Mutations in two genes, egl-15 and egl-17 (EGg Laying defective), alter the normal interaction between the gonad and the SMs, changing the attraction to a repulsion. These genes encode a fibroblast growth factor (FGF) receptor tyrosine kinase and its putative ligand, respectively. Current experiments are aimed at trying to relate this FGF signaling pathway to the normal attractive signal that guides the migrating SMs to their precise final positions.

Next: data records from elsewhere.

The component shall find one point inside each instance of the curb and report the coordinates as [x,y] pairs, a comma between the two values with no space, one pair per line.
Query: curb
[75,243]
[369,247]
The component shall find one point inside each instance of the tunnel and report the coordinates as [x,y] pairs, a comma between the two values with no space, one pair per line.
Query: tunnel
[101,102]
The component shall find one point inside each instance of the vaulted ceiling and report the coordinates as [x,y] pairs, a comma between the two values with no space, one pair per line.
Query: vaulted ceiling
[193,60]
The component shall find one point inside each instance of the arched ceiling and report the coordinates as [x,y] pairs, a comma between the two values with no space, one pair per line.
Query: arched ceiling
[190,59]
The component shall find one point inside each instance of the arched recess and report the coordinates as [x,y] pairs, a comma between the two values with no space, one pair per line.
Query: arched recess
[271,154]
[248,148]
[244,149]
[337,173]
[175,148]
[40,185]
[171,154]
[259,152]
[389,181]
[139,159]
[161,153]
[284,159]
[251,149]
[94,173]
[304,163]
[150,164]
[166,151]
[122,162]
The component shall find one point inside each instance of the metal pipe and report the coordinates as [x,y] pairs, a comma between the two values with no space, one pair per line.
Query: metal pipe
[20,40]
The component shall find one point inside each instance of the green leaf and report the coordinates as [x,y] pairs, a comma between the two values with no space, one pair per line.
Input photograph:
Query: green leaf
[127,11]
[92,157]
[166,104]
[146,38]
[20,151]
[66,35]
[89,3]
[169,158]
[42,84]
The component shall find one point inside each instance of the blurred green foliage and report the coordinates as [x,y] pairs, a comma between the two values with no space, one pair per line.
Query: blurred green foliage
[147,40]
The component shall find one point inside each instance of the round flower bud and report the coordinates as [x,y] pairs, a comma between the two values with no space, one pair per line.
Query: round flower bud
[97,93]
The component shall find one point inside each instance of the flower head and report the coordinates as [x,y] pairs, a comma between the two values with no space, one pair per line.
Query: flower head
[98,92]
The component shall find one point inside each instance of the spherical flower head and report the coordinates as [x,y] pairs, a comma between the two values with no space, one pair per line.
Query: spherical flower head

The EGL-15 FGF receptor tyrosine kinase is required for other processes in C. elegans besides SM migration guidance. Using suppressor screens, we have identified other components that interact with this FGF receptor in mediating the signaling events essential for these processes. One of these, CLR-1 (CLeaR), functions to attenuate signaling through EGL-15 and encodes a receptor tyrosine phosphatase. The molecular identity of the CLR-1 phosphatase is consisent with its genetic role in negatively regulating a process controlled by the egl-15-encoded kinase. Three additional genes have been identified that behave genetically as mediators or activators of egl-15 and are thus candidates for being other ligands or the downstream components of FGF receptor signaling pathways. One of these, sem-5, encodes an SH2/SH3-containing adaptor protein that is also involved in a highly conserved Ras signaling pathway and is functionally interchangeable with its human homolog GRB2. The other two genes are currently being molecularly characterized. The high degree of evolutionary conservation of these pathways indicates that these studies will serve as an important basis for the understanding of FGF receptor signaling mechanisms in general.